How to outperform NumPy function by 50% using Maths
The 2D Fourier Transform is one of the foremost computer science algorithms of the century. It has gained application in our everyday life, ranging from Instagram filters to the processing of MP3 files.
The most frequent implementation used by the average user, sometimes even unknowingly, is an adaptation from NumPy. However, despite its popularity, their algorithm is not the most efficient. With a few simple manipulations and an article from 2015, we beat the NumPy algorithm by 30–60 percent in performance. The core problem with the current implementation is the simple fact that it is originally derived from a performance-weak algorithm.

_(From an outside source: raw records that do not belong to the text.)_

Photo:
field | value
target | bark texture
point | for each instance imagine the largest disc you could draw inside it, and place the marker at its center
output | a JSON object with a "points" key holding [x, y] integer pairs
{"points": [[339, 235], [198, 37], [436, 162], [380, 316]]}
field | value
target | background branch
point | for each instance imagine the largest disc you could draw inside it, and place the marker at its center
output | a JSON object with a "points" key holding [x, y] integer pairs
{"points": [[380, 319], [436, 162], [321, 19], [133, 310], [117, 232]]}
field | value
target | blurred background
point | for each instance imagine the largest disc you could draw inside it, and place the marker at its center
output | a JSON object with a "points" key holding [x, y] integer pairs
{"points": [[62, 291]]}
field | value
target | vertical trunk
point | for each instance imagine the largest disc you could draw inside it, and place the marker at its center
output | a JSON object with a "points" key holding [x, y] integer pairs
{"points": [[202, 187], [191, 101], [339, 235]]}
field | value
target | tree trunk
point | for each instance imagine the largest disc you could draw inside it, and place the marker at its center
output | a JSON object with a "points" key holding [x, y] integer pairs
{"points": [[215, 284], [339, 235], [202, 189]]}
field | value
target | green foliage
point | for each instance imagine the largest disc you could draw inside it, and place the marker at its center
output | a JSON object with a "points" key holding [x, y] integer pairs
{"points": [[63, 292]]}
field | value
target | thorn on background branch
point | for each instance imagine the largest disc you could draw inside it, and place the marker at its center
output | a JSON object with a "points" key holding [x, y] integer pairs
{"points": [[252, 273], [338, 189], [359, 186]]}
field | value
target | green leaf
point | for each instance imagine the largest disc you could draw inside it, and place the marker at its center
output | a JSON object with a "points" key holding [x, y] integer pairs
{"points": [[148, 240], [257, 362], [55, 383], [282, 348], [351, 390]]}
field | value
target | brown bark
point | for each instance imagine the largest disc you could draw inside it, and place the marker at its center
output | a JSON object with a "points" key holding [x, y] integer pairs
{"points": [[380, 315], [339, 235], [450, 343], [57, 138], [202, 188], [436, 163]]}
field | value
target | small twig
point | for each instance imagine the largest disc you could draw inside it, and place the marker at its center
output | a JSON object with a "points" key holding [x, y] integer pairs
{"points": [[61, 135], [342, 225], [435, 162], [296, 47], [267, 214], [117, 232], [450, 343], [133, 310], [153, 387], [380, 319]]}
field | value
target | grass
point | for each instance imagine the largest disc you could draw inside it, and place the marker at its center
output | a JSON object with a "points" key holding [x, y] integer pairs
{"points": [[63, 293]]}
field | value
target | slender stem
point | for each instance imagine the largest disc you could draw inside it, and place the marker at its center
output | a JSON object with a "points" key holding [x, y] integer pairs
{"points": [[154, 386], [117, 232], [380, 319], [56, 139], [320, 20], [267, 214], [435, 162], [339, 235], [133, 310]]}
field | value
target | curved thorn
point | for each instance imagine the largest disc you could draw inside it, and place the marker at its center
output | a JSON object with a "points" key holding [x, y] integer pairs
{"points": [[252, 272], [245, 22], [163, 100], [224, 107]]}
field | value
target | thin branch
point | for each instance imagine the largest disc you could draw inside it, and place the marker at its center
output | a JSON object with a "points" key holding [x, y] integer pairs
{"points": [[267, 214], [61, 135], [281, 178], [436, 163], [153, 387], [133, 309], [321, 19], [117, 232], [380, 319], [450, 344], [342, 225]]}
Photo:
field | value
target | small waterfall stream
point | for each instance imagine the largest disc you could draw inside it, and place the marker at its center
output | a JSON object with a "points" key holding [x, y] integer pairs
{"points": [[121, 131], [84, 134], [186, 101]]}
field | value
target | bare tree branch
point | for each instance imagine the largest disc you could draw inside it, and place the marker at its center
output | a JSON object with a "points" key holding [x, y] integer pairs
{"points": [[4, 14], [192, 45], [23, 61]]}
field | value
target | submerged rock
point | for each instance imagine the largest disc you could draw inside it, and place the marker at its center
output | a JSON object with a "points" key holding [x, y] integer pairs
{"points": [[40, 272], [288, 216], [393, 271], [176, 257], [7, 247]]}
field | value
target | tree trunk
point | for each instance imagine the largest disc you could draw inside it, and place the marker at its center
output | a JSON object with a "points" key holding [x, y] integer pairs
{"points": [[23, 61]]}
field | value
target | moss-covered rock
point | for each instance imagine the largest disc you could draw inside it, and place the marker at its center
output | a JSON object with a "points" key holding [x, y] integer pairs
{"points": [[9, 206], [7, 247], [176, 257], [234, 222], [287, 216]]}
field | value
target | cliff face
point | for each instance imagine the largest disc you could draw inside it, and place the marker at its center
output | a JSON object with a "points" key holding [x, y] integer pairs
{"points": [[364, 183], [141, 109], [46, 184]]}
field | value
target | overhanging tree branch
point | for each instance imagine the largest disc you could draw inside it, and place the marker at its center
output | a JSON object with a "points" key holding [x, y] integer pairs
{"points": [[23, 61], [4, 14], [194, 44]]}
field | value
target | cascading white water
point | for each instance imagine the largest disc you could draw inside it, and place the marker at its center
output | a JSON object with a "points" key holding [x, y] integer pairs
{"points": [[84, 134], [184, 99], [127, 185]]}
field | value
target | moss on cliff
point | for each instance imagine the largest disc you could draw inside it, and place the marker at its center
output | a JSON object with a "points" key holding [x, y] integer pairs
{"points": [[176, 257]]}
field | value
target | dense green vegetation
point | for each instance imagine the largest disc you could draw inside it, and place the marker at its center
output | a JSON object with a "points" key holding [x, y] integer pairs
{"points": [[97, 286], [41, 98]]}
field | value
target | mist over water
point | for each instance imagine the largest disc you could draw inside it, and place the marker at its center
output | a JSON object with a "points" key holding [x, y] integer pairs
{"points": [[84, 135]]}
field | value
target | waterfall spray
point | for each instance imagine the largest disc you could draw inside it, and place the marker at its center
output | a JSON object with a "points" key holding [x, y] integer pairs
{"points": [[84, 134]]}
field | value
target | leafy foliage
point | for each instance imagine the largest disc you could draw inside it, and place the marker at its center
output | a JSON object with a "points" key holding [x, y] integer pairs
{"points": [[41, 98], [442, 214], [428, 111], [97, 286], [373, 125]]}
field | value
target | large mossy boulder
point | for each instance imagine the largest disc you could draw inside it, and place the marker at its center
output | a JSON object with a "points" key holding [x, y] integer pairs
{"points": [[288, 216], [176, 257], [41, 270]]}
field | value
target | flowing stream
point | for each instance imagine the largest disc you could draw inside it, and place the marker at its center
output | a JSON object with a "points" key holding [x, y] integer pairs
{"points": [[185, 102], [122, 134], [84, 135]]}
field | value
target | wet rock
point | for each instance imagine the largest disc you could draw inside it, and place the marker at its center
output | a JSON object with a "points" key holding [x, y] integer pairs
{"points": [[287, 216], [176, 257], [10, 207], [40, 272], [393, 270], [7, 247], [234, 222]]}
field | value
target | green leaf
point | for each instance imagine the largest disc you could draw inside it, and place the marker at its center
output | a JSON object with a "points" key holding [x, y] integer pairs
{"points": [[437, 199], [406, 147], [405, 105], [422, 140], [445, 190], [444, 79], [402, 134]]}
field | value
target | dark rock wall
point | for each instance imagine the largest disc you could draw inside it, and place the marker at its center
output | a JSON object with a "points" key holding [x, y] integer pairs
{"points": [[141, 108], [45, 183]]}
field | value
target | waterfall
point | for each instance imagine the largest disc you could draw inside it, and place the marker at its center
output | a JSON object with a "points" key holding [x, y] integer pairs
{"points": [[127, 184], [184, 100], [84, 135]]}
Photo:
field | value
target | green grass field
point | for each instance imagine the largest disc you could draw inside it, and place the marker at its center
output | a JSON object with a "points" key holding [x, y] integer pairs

In its essence, the algorithm implemented by NumPy applies the regular one-dimensional FFT to two dimensions in turn, which clearly cannot be an optimal solution.
Conversely, in 2015, two Russian scientists came up with their version of the algorithm, adapting the idea of a one-dimensional butterfly transform for two-dimensional signals. We have implemented their basic algorithm concept efficiently by adding our ideas.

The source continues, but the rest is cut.